April 28th, 2008
13. Back To The Future (1985)
Buried deep within the spectacle, fantasy, and excitement of Robert Zemeckis' beloved Back To The Future is the heartwarming story of a clean-cut, all-American teen time-traveler (Michael J. Fox) who must resist the urge to fuck his fetching, hot-to-trot mother (Lea Thompson) in order to avoid disintegrating into nothingness. While the instantly iconic classic amply delivered the summer-blockbuster goods it did so with the subversive edge, kinky black humor, and Mad-style irreverence that distinguished earlier Zemeckis projects like Used Cars and I Wanna Hold Your Hand.

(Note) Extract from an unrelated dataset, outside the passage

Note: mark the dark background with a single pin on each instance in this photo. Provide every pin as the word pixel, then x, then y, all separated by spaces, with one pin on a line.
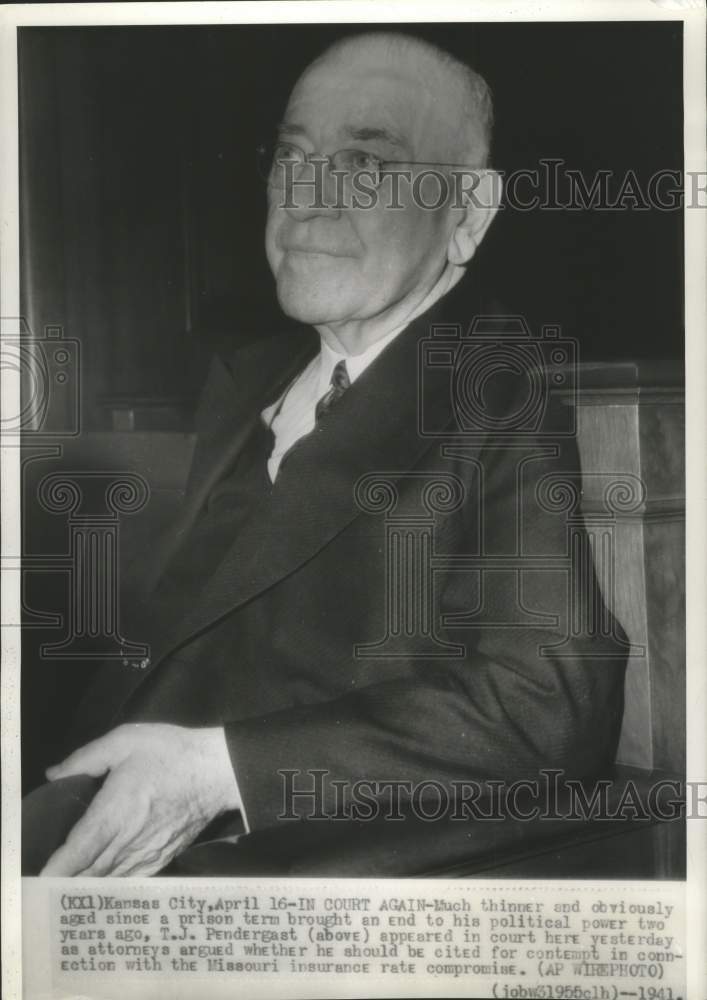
pixel 143 212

14. There's Something About Mary (1998)
Sophisticated comedy doesn't fly in the summertime, but funny movies don't have to be completely heartless. Peter and Bobby Farrelly enjoyed great success with Dumb And Dumber in 1994, but it was the largely overlooked smart-dumb bowling comedy Kingpin that set the table for There's Something About Mary, combining gross-out gags with surprising emotion. With Mary's tale of a former high-school loser (Ben Stiller) who tracks down the dream girl who got away, then winds up facing stiff competition, the Farrellys found a way to combine testicle injuries, dog mutilation, and "hair gel" jokes with a sly take on male romantic obsession. The many copycats that followed, including some produced by the Farrellys themselves, got the grossness but lost the substance.
15. Die Hard (1988)
Die Hard doesn't seem as fresh as it did back in 1988, when Bruce Willis was presented as a down-to-earth alternative to the era's reigning action-movie he-men, Arnold Schwarzenegger and Sylvester Stallone. That's because Die Hard's central concept—an everyman fending off a small army of terrorists single-handedly while trapped in an enclosed space—set the template for countless action thrillers for the next two decades, gradually turning what was once inventive into a cliché. Still, there's still enough punch and wit left in the original to make it stand out among the imitators. (Not to mention Die Hard's three sequels.) Alan Rickman's frighteningly funny turn as bad guy Hans Gruber covers the price of admission on its own.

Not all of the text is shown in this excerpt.